NEW DELHI: Women make up just 30 per cent of artificial intelligence professionals globally and hold only 16 per cent of AI research roles, UN Women said on Tuesday, warning that the gender gap in AI development is hardwiring bias into one of the world's most transformative technologies.
Speaking after the launch of the AI Casebook on Gender and Agriculture as part of the AI Summit, UN Women Regional Director for Asia Pacific Christine Arab said the underrepresentation of women in AI is creating a systemic "design gap" with far-reaching consequences.
"When women are missing from design tables, the test labs, the term sheets and bias doesn't emerge by accident. It becomes the default," Arab said, cautioning that fewer women building AI systems inevitably means fewer tools that reflect women's lived realities.
She stressed that this imbalance has tangible impacts across sectors critical to women, including health, financial inclusion, climate resilience and personal safety. Technologies trained and tested without diverse participation risk reinforcing existing inequalities rather than narrowing them, she said.
Arab, however, singled out India for taking visible steps to address the gender divide in emerging technologies.
"India stands among the very few globally who are taking this seriously," she said, adding that no country has yet fully solved the problem. "We are all, as a globe, still learning. And that is precisely what makes what the Government of India is doing so significant."

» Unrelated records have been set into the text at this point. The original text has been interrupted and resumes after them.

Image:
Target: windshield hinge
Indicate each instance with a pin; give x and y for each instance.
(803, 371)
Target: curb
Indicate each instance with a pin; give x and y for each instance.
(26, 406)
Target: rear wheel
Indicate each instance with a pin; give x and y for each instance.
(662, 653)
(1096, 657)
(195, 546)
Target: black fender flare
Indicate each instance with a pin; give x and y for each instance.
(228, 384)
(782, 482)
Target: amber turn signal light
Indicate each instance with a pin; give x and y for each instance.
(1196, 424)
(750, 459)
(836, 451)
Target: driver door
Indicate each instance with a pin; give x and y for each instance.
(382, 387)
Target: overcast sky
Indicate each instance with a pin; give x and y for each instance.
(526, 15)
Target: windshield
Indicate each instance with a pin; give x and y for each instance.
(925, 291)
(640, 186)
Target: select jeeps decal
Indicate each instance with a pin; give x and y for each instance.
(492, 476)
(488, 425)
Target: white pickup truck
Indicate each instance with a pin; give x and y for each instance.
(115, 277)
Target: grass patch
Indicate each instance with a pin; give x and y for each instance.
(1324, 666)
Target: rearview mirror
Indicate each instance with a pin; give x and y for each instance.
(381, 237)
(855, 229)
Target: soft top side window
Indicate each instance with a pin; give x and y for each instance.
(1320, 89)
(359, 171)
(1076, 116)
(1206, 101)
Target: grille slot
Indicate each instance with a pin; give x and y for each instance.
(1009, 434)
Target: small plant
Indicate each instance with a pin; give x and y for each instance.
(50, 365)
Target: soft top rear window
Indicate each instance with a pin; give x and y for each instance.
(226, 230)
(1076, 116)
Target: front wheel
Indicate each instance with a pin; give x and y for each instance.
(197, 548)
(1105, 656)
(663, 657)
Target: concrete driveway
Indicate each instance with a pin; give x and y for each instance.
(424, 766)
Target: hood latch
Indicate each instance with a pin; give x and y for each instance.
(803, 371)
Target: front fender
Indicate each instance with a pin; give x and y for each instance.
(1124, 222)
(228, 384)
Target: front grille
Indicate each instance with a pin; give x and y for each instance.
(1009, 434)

'AI must be written by all, not just a select few'
Beyond representation in labs and boardrooms, Arab flagged the economic risks AI poses to women workers. Citing a joint analysis by UN Women and LinkedIn, she noted that nearly 80 per cent of women across Asia and the Pacific are employed in job categories classified as "augmented or disrupted" by AI. The outcome, she said, will depend heavily on policy choices.
"With the right skilling and protections, augmentation can be a springboard, not a setback and the opportunity is enormous," Arab said, underscoring the need for proactive investment in training and safeguards.
The AI Casebook on Gender and Agriculture, unveiled at the summit, showcases 26 deployed and scalable AI solutions aimed at improving crop planning, strengthening farm operations, expanding market access and enhancing financial resilience for farmers.
Urging governments, investors and researchers to back these initiatives, Arab described the featured projects as "not just stories" but "solutions".